I use various Google products, including Gmail. Yet I do so with the knowledge that Google’s primary business is the sale of privacy, not technology. It is hilarious to see Congress debate privacy issues surrounding Google’s proposed acquisition of doubleclick. And Microsoft’s attempt to block the acquisition misses the key point, a tax loophole Google is skillfully exploiting, just as Microsoft did prior to 2003.
Google is now accumulating vast amounts of cash via non-payment of income taxes and Microsoft has no hope of competing with this. When I first disclosed that Microsoft paid zero federal income taxes in 1999, Gretchen Morgenson, a reporter at the NY Times who went on to win a Pulitzer Prize doing stories from my core research, laughed, saying that was ridiculous. Here is the link to the NY Times front page June 2000 story based exclusively on this research, confirming Microsoft paid no income tax, for which she graciously provided a couple minor quotes at the end of the article. Frankly, I think this is why the NY Times is struggling. It simply can’t accept that news is news, no matter where it comes from.
What Google is now doing is using massive deductions from stock options to reduce its tax liability, thereby creating a cash machine in the form of non payment of taxes, exactly what Microsoft did prior to terminating its options program in 2003, roughly 30 days after my April 2003 article for Barron’s was printed. And the cost of these options for Google is also not fully reflected in Google’s financial statements, fueling the stock price and making it a more valuable currency for acquisitions.

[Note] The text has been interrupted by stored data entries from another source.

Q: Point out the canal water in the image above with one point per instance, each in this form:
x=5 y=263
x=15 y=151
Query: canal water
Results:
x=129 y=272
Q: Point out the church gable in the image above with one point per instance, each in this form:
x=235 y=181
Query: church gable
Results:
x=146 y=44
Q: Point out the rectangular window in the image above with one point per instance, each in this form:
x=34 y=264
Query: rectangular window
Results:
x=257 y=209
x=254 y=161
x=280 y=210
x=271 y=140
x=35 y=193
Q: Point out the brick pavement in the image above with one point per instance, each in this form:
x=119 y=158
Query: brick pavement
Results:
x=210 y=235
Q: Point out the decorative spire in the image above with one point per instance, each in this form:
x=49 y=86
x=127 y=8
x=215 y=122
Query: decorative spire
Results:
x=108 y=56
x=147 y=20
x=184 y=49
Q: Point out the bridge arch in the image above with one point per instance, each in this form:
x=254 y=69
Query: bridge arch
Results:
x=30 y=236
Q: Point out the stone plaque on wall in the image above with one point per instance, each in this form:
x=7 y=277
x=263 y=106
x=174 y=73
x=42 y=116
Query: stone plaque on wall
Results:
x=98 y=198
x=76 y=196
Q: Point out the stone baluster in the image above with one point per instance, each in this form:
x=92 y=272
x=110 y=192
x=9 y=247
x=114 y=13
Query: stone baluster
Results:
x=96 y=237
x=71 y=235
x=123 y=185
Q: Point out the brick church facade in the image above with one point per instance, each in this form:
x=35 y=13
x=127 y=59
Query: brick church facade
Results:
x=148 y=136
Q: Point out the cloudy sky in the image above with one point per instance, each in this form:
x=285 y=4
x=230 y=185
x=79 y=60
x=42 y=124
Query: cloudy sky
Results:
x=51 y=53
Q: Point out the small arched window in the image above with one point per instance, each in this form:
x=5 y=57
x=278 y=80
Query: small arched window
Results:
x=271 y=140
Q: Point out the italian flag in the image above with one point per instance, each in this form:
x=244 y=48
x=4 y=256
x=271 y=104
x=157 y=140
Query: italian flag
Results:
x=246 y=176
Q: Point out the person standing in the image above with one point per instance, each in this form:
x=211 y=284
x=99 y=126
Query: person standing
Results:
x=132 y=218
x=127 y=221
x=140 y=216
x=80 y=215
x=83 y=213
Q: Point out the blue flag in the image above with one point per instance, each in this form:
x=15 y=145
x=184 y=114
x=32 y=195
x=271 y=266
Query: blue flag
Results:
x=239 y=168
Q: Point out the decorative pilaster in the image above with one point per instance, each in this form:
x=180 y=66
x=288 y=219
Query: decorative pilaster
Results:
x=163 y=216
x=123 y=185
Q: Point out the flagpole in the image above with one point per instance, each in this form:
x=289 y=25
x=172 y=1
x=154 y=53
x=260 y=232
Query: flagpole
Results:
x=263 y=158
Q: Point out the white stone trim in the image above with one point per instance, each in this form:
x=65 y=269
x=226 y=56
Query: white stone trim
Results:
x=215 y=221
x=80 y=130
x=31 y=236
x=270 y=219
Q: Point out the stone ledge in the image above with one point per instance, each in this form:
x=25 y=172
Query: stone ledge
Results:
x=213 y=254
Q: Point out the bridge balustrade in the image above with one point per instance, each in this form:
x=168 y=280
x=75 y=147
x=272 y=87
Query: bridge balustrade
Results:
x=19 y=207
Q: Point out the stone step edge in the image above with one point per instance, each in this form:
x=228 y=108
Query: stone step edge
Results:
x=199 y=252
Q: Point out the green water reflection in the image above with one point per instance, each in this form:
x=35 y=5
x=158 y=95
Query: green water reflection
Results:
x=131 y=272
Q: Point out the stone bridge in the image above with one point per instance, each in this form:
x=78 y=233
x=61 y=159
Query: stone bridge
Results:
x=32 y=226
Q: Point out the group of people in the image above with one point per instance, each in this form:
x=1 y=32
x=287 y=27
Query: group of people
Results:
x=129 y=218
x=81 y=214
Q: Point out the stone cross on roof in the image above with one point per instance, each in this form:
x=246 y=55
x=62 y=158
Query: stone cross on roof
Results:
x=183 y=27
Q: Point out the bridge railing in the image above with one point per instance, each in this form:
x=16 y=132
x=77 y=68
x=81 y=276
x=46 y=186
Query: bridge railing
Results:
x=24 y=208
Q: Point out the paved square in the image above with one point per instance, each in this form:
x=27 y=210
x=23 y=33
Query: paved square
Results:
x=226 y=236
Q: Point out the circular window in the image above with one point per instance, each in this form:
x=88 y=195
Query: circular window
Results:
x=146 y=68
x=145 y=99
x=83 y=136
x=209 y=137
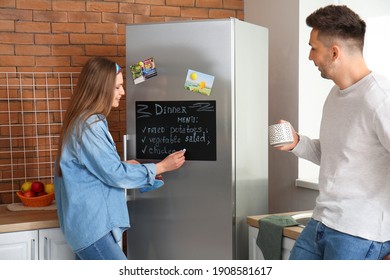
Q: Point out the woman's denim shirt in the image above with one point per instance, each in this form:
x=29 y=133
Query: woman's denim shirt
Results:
x=90 y=195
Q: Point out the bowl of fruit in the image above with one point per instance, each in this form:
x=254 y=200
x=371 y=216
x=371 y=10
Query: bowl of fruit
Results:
x=36 y=194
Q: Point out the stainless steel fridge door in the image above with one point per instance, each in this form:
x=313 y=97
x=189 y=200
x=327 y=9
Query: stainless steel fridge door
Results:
x=192 y=215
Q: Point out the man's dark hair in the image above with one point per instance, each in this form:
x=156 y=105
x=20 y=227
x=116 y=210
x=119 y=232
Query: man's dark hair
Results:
x=338 y=22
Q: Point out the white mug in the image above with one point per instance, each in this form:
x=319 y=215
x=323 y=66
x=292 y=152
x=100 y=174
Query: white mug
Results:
x=280 y=134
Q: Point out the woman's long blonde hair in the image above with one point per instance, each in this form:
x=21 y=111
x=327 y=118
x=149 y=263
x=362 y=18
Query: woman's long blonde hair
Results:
x=93 y=95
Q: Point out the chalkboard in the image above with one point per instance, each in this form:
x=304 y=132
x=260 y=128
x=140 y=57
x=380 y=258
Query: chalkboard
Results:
x=163 y=127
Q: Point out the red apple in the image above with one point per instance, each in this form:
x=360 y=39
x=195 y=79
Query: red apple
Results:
x=41 y=193
x=29 y=193
x=37 y=187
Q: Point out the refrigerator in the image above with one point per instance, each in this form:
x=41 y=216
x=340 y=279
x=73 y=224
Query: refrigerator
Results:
x=201 y=86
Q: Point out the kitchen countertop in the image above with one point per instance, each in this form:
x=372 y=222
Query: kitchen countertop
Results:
x=291 y=232
x=11 y=221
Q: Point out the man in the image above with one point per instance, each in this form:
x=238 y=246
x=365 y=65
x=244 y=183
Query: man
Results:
x=351 y=219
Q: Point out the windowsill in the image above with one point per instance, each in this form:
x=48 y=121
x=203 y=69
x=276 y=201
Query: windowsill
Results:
x=307 y=183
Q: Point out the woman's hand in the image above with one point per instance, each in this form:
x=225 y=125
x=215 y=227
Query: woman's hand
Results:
x=171 y=162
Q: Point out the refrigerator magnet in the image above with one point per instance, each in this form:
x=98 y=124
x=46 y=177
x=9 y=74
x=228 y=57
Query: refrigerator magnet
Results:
x=199 y=82
x=143 y=70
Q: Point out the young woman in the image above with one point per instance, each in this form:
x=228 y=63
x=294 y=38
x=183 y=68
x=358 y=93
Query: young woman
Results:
x=90 y=178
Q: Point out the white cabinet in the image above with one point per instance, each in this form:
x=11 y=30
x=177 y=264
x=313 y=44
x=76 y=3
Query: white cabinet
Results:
x=43 y=244
x=255 y=252
x=52 y=245
x=21 y=245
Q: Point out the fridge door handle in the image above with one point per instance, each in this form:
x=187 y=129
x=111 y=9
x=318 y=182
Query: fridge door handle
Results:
x=125 y=139
x=130 y=193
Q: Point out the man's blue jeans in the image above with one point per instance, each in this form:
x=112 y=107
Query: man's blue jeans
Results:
x=318 y=242
x=104 y=249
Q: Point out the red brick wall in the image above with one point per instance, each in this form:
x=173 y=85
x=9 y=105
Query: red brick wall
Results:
x=61 y=35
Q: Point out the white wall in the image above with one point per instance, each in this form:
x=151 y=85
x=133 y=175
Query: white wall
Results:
x=313 y=89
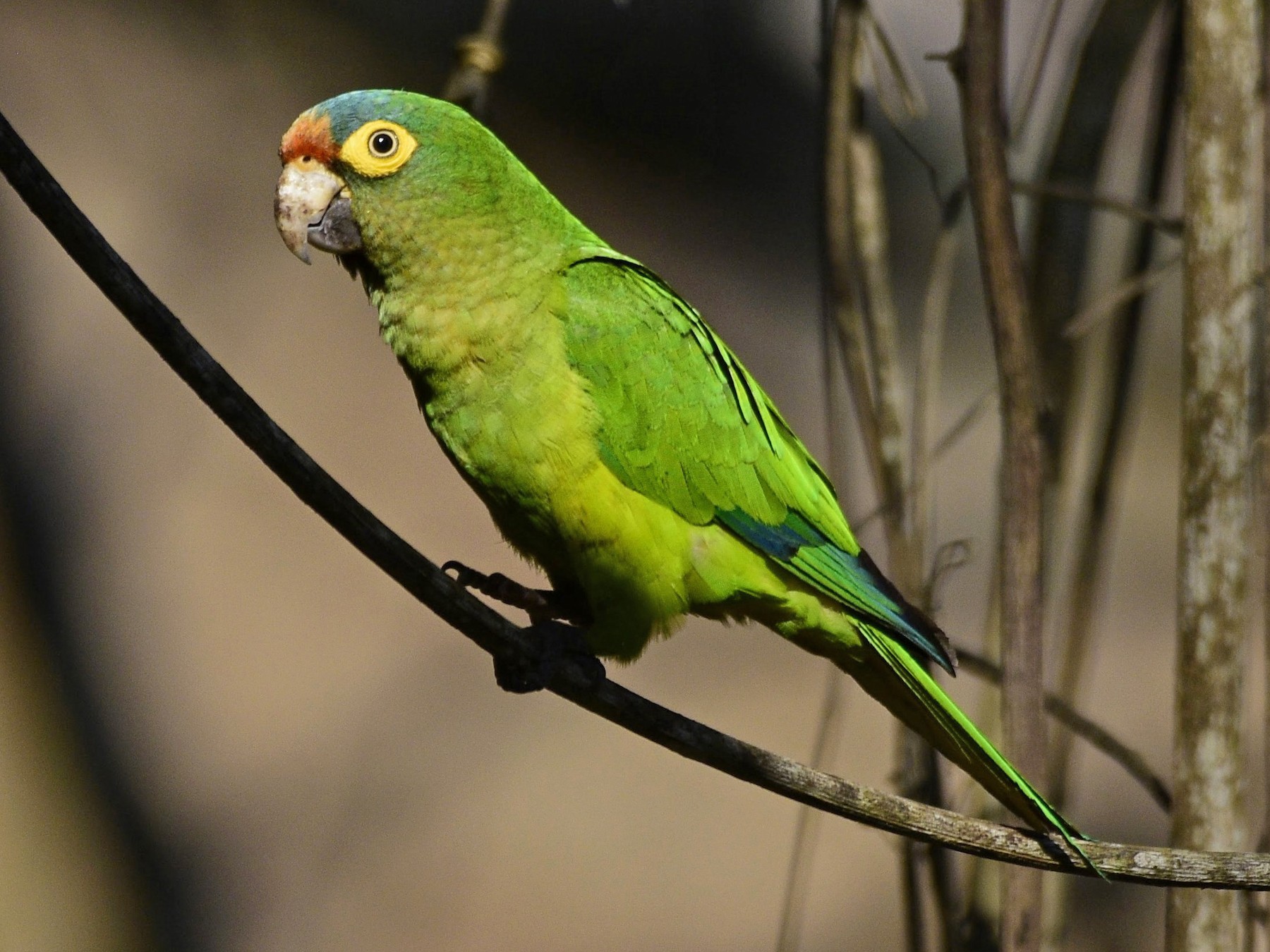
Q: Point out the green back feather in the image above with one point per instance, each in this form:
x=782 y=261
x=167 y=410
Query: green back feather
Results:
x=684 y=423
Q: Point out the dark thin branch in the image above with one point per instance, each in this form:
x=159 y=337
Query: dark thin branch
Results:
x=1079 y=195
x=574 y=679
x=480 y=56
x=1122 y=347
x=978 y=68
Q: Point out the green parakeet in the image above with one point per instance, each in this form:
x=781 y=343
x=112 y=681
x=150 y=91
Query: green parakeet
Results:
x=616 y=441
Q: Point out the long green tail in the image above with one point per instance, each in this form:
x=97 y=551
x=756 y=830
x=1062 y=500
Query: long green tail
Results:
x=920 y=702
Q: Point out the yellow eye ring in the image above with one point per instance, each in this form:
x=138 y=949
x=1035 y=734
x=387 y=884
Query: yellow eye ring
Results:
x=377 y=149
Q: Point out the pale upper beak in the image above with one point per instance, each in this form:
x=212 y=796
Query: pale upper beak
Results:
x=311 y=207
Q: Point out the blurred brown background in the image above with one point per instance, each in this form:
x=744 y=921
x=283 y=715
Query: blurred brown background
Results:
x=222 y=729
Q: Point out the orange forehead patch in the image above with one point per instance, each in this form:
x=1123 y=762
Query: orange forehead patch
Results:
x=309 y=136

Even after a multi-year heated debate, Congress and the SEC still don’t understand the significance of options accounting and how it corrupts the competitive market landscape. The solution is simple and that is to allow companies to issue all the options they want, provided that the expense is recognized when they are exercised by employees. Recognizing expense on the date of grant, the Black Scholes model, etc. – is all nonsense aimed at hookwinking the public and regulators.
Who would have ever thought that Microsoft would be done in by a scheme it invented, the scheme being the excessive issuance of options designed to pay employees without recognizing the respective cost in the financials, thereby creating vast sums of cash and a more valuable currency, its stock, for acquisitions.